I'm having the strangest problem ever...

I first noticed something strange when running my C++ code with debugging enabled. Performance was higher than with debugging disabled! After a big search, I focussed down on this code:


inline float fsqrt(float x)
{
__asm
{
rsqrtss xmm0, x
mulss xmm0, x
movss x, xmm0
}

return x;
}

An inoccent function, or so I thought... I isolated it from my project, and compared it's performance with the standard fsqrt function. It is more than four times slower! Changing it to the code below, it outperformed fsqrt as expected:


rsqrtss xmm0, x
rcpss xmm0, xmm0
movss x, xmm0

So what the HELL is going on? Am I really overlooking something or does the original code cause a major internal CPU stall? I'm working on a laptop with Pentium M processor, if that matters.

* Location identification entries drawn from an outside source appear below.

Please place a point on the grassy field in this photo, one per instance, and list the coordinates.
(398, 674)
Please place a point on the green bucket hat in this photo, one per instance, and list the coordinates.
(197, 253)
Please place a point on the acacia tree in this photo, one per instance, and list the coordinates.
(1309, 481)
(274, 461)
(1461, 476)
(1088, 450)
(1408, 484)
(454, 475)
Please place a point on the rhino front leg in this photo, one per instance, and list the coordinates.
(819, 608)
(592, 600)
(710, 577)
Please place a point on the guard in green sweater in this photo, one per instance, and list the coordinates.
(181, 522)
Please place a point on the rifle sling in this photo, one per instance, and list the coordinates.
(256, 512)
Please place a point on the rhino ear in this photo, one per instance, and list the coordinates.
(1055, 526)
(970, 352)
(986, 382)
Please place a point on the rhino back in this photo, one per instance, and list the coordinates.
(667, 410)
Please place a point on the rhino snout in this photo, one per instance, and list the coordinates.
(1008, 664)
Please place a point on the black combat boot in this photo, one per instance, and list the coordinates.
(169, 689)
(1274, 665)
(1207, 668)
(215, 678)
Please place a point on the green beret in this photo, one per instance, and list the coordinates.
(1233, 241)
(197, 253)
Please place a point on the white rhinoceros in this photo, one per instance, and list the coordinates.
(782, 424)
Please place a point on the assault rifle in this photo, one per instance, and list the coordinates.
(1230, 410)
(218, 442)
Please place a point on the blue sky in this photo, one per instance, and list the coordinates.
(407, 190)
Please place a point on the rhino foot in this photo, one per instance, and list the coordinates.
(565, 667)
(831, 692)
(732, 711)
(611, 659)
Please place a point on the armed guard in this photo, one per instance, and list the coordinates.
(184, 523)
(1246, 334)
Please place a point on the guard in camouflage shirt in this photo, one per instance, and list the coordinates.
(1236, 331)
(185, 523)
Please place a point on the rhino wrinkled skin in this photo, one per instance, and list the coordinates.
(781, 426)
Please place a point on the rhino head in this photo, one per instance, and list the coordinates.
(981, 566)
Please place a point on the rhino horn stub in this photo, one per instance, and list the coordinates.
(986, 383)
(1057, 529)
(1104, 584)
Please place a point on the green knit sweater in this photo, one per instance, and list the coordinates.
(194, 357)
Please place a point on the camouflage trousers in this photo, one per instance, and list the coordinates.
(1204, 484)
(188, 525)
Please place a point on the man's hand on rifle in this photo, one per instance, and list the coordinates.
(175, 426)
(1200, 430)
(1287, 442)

Obviously I would rather work with the first method, because it uses only one approximation instruction. BTW, Scali suggested this 'optimization' to me. :notsure:
Posted on 2004-03-01 08:43:20 by C0D1F1ED
There's a logical explanation! Although it's still devilish. :grin:

The square root of 0 is 0, as we all know. If we compute it via rsqrt+rcp we first get Inf, then 0. However, with rsqrt+mul we multiply Inf by zero, which results in NaN. That ain't the right answer, and what's worse, doing further calculations with NaN is extremely slow.

So, what appears to be the best method for fast square root computation, behaves very badly in the limit. :( Any idea if this can be avoided?
Posted on 2004-03-06 08:05:40 by C0D1F1ED
Does anyone know what the precision loss is from using rsqrt+rsp? Both are supposed to have 12-bit mantissa precision but I don't know what the resulting precision would be like.
Posted on 2004-03-08 16:23:48 by C0D1F1ED
I would suggest doing a precheck of the value you wish to square root:

inline float fsqrt(float x)

{
__asm
{
lea edx, x
mov eax, [edx]
or eax, eax
jnz @Nope
mov eax, [edx+4]
or eax, eax
jz @End
@Nope:

rsqrtss xmm0, x
mulss xmm0, x
movss x, xmm0

@End:
}

return x;
}


Im sure you can do this somehow with mmx as well, however this should get the point across. 0.0f = 00000000 00000000h

Regards,
NaN
Posted on 2004-03-08 20:32:39 by NaN
What about adding a tiny number to X before doing the sqrt? This should avoid sqt(0), and if the context is a 3D engine this miniscule loss of precision should be acceptable (at least more acceptable than a large performance hit). Or you could try avoiding ending up taking sqrt(0) at all?
Posted on 2004-03-09 01:36:32 by f0dder